The prophet intended to practice what he preached. When his brother Lyle approached Warren with questions “about [Lyle’s] 16-year-old wife—should he wait until she is ‘of age’ so-called before he goes forward with her and has children? I told him he should live the [Celestial] law now. He didn’t get married to not live the law!”
Then on November 25, Warren summoned his staunch ally Merril Jessop to inform him of a new revelation from the Lord, a shocking dream in which wicked men wan
ted to destroy certain young girls, including Merril’s thirteen-year-old daughter, Ida. She was in mortal danger! The prophet said that if he stood aside and did nothing, he would be held responsible for the terrible things that would happen to her—kidnapping or even death. Merril scurried home and fetched the girl back so she could be saved. With her father looking on proudly in a hurried evening ceremony, Warren Jeffs married Ida Vilate Jessop in the presence of his henchmen, Uncle Fred and Wendell Nielsen.
“She will be raised up as a daughter and gradually as a wife,” the prophet promised Merril. He added an extra comment in his private diary: “But she looks like a natural wife, already.” Being only thirteen years old was not going to protect her. Within two weeks, Warren would turn forty-eight. The child was almost like a birthday present to himself.
The following day, Wednesday, November 26, spelled the end for Ron Rohbock, who never knew what hit him. The prophet had a revelation that showed Rohbock had to be removed from the FLDS. It sent a message to the entire membership.

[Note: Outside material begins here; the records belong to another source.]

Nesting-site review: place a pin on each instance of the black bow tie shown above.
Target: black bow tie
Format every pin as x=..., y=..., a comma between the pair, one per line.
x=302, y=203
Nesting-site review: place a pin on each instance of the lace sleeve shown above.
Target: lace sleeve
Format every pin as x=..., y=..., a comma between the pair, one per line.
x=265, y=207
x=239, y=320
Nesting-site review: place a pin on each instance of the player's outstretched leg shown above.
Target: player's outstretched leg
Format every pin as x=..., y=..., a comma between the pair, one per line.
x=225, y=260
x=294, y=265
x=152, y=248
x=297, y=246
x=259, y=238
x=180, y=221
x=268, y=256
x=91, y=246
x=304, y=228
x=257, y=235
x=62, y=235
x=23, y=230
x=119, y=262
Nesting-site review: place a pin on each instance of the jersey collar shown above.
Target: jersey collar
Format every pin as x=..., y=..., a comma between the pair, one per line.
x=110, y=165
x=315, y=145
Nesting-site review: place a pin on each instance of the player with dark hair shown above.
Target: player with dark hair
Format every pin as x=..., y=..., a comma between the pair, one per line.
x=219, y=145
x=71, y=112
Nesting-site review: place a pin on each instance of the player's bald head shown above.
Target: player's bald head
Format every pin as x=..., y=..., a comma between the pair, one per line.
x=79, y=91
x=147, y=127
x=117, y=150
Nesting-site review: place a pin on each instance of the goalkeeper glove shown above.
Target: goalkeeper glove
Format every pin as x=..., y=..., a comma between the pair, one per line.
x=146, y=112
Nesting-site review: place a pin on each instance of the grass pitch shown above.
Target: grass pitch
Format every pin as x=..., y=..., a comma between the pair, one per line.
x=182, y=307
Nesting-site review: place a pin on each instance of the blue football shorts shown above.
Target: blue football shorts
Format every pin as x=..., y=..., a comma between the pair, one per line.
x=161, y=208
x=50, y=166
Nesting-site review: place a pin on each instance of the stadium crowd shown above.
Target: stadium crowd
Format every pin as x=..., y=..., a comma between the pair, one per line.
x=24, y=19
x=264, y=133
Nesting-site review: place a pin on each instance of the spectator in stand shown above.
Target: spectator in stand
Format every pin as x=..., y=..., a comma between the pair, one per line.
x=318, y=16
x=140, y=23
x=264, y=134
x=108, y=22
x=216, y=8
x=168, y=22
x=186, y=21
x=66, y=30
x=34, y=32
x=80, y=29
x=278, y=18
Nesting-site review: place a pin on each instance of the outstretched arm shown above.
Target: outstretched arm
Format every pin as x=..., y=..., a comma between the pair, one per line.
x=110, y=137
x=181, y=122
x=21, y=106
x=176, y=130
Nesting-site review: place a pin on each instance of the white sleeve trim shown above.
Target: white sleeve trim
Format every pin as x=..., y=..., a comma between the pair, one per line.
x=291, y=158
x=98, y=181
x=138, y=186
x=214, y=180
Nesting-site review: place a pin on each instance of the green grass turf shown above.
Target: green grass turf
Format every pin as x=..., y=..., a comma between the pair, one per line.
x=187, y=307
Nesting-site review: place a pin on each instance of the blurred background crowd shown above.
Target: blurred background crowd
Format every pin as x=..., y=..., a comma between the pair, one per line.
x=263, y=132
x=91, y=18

If a ranking confidante like Ron Rohbock could be summarily axed, then no one was safe.
Rohbock was the father who had been so obedient that he had been dispatched to Canada to fetch back his runaway daughter Vanessa to be blood-atoned, although he had failed in that mission. He was Uncle Rulon’s old winemaking and dining buddy and was considered by some to have been the former leader’s bodyguard. He had taught at Alta Academy and knew the entire family well. But during the new revelation, Warren discovered a “subtle deception of Lucifer” had crept into Rohbock. The prophet designated him a “son of perdition,” ruling that “Ron Rohbock and his son John do not hold Priesthood … and they are to be sent away … and not be among the people and repent from a distance.” Rohbock was out, along with John, who had defended his father.